Mentor Io: The pilot can't shoot. This is not a small and simple WNG-type. MID-type has complex firing systems and complex weapons. For example, a torpedo must be prepared: aimed, locked in, programed, launched. You can't do that while maneuvering. Ok, let's add a gunner specialist.

Mentor Io: The heart of the MID-type military vessel is the two reactor units. Two little unstable stars that keep trying to pull some sneaky trick with splitting, decomposition, mutation, transformation, or rebirth.

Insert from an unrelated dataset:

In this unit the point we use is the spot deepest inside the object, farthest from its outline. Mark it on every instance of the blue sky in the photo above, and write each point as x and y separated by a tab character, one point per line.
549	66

We NEED an engineering specialist.

Mentor Io: So, in the end, we have a navigator specialist, a pilot specialist, a network specialist, a gunner specialist, and an engineering specialist. They can suffer from malfunction too. So, we need a medical specialist. That's it. That's your minimum.

Mentor Io: The nuances and superstitions of each specialization will be explained to you at other lectures in the future.

Mentor Io: In the meantime, you must learn your specialization and socialize with everyone. To get to know each other, to talk, to play, to make friends. To find your best soulmates out of the available resources. For long, long hours, you'll share the small apartments of the MID-type vessel with someone from here. This is more serious than a tribe, clan, biological or synthetic family. It is your crew. Don't forget that.

Mentor Io: Everything that happens in the Academy is a learning experience. Not a final test. You must act, you must learn, you must ask questions, and can make mistakes. Because you won't have the right to make mistakes up there.

Mentor Io: In the Academy, you are not allowed to make only critical mistakes. They are all described in the “critical failures” file. Read it. Dismissed.